How much do solar panels cost in Washington in 2026?

Most Washington installs run about $2.55 to $3.20 per watt, so a typical 7 kW system costs roughly $18,000 to $21,000 before incentives. The state's sales tax exemption is applied upfront at the point of sale and saves roughly $1,000 to $2,000 depending on system size and local tax rate — with no federal credit to offset the rest in 2026, that exemption matters more than it used to.

What solar incentives does Washington still have?

Washington exempts solar equipment and installation labor from state and local sales tax through December 31, 2029 — applied directly at purchase, not as a rebate you claim later. There is no state income tax (Washington doesn't have one) and no statewide residential rebate program for typical rooftop systems. Some municipal utilities offer small per-watt incentives; ask your installer what's live for your address.

How does net metering work in Washington?

Under RCW 80.60, most Washington utilities credit exported solar power at the full retail rate with no annual reset — a strong deal. But the law lets a utility close full-retail net metering to new applicants once exports hit 4 percent of its 1996 peak demand, and Puget Sound Energy has already passed that threshold. PSE's current tariff stays open for new applicants only until a replacement rate is approved, expected in 2026 or 2027, informed by a state Value of Solar and Storage study finishing October 2026. Interconnecting now generally grandfathers your rate; ask your utility directly before assuming 1:1 lasts the life of your system.

Does it make sense to rush and install before Puget Sound Energy changes its net-metering rate?

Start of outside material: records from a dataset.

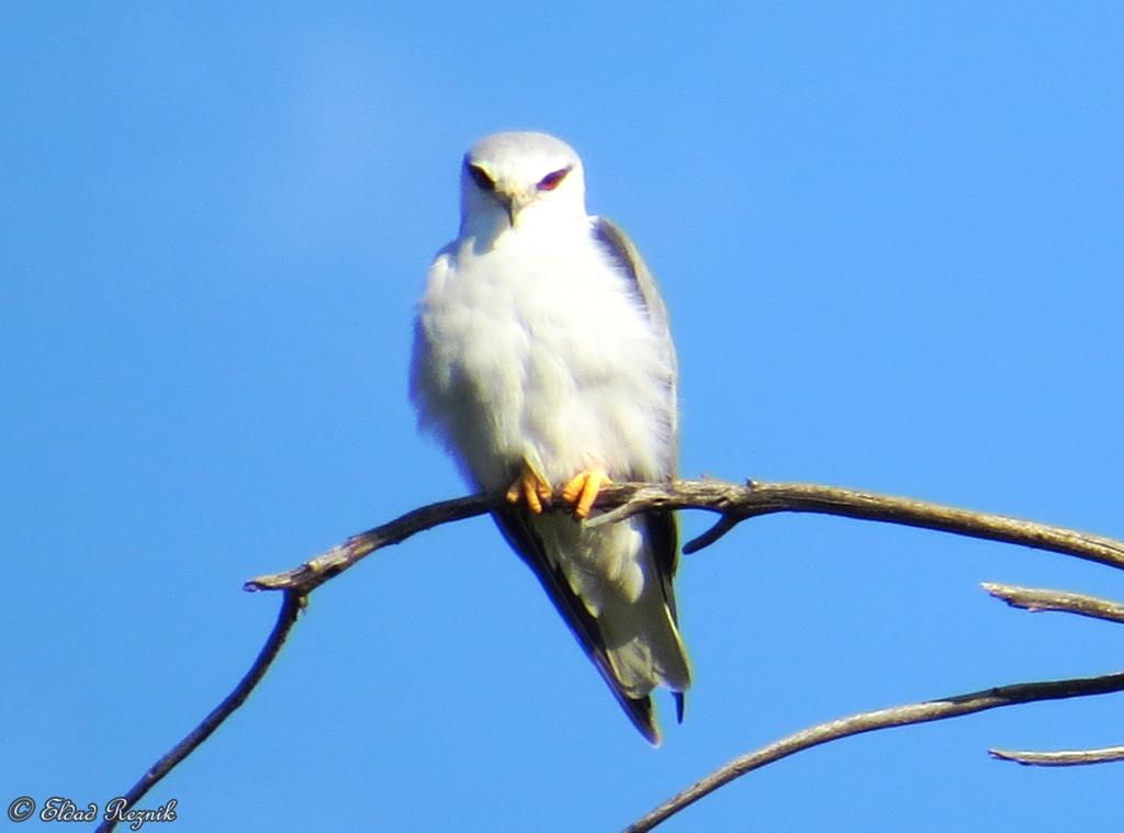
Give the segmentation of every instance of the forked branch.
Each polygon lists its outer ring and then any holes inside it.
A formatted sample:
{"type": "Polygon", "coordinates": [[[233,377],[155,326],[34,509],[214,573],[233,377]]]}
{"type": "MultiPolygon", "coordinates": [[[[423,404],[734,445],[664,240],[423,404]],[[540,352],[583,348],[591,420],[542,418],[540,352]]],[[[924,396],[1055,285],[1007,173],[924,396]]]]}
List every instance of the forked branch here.
{"type": "MultiPolygon", "coordinates": [[[[250,671],[235,689],[219,704],[187,737],[167,754],[153,764],[126,794],[132,807],[176,764],[190,755],[208,736],[248,697],[265,676],[277,657],[281,644],[297,622],[297,614],[303,607],[308,595],[324,582],[354,567],[371,553],[390,544],[399,544],[424,529],[441,524],[483,515],[498,501],[501,495],[477,495],[473,497],[445,500],[414,509],[388,524],[353,535],[342,544],[306,561],[290,570],[269,576],[260,576],[246,582],[247,590],[280,590],[283,601],[277,624],[259,653],[250,671]]],[[[988,538],[1013,544],[1023,544],[1039,550],[1072,555],[1109,567],[1124,569],[1124,543],[1087,533],[1064,529],[1028,520],[1018,520],[1000,515],[968,511],[939,504],[930,504],[909,498],[890,497],[872,492],[837,489],[808,483],[756,483],[744,486],[719,481],[677,481],[672,483],[618,483],[607,486],[599,495],[596,508],[602,514],[588,520],[591,525],[604,525],[629,517],[647,509],[705,509],[720,515],[714,527],[685,547],[685,552],[696,552],[714,543],[734,526],[759,515],[780,511],[818,513],[839,515],[864,520],[880,520],[904,524],[927,529],[988,538]]],[[[1012,601],[1012,604],[1016,604],[1012,601]]],[[[1111,605],[1112,603],[1105,603],[1111,605]]],[[[1068,608],[1052,608],[1068,609],[1068,608]]],[[[1086,614],[1095,615],[1095,614],[1086,614]]],[[[1026,703],[1033,699],[1058,697],[1080,697],[1105,694],[1124,688],[1124,676],[1112,674],[1090,680],[1063,680],[1057,682],[1026,683],[963,695],[930,704],[904,706],[899,709],[855,715],[844,721],[806,730],[772,744],[764,750],[737,759],[708,778],[722,778],[719,773],[732,772],[726,780],[736,778],[744,771],[768,763],[769,760],[792,754],[800,749],[825,743],[860,732],[870,732],[891,725],[904,725],[923,721],[941,719],[961,714],[995,708],[997,706],[1026,703]],[[1044,694],[1043,694],[1044,692],[1044,694]],[[903,712],[903,709],[905,709],[903,712]],[[888,721],[888,722],[887,722],[888,721]],[[762,757],[764,755],[764,757],[762,757]],[[772,758],[769,758],[772,755],[772,758]],[[733,768],[733,769],[731,769],[733,768]]],[[[998,754],[998,753],[997,753],[998,754]]],[[[1034,755],[1050,753],[1004,753],[1034,755]]],[[[1021,760],[1021,759],[1019,759],[1021,760]]],[[[1030,761],[1027,761],[1030,762],[1030,761]]],[[[706,779],[705,779],[706,780],[706,779]]],[[[725,782],[725,781],[722,781],[725,782]]],[[[704,784],[703,781],[699,782],[704,784]]],[[[704,789],[686,800],[697,800],[719,784],[704,789]]],[[[699,787],[692,787],[695,790],[699,787]]],[[[686,795],[686,793],[685,793],[686,795]]],[[[676,800],[676,799],[672,799],[676,800]]],[[[682,804],[681,806],[686,806],[682,804]]],[[[669,807],[663,805],[663,807],[669,807]]],[[[662,811],[658,809],[654,813],[662,811]]],[[[674,812],[671,809],[670,812],[674,812]]],[[[670,815],[665,813],[661,818],[670,815]]],[[[656,820],[653,823],[658,823],[656,820]]],[[[640,823],[637,823],[640,824],[640,823]]],[[[116,823],[106,822],[98,831],[108,833],[116,823]]],[[[647,830],[649,827],[634,827],[647,830]]]]}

If you're a PSE customer and you're already leaning toward solar, there's a real argument for moving this year: interconnecting under the current Schedule 150 tariff is the clearest way to lock in full-retail export credits before the post-study rate takes effect. That said, don't let urgency override the basics — a bad roof, poor sun exposure, or a lowball quote will cost you more than a delayed net-metering rate ever would. Get your numbers right first, then move promptly if PSE is your utility.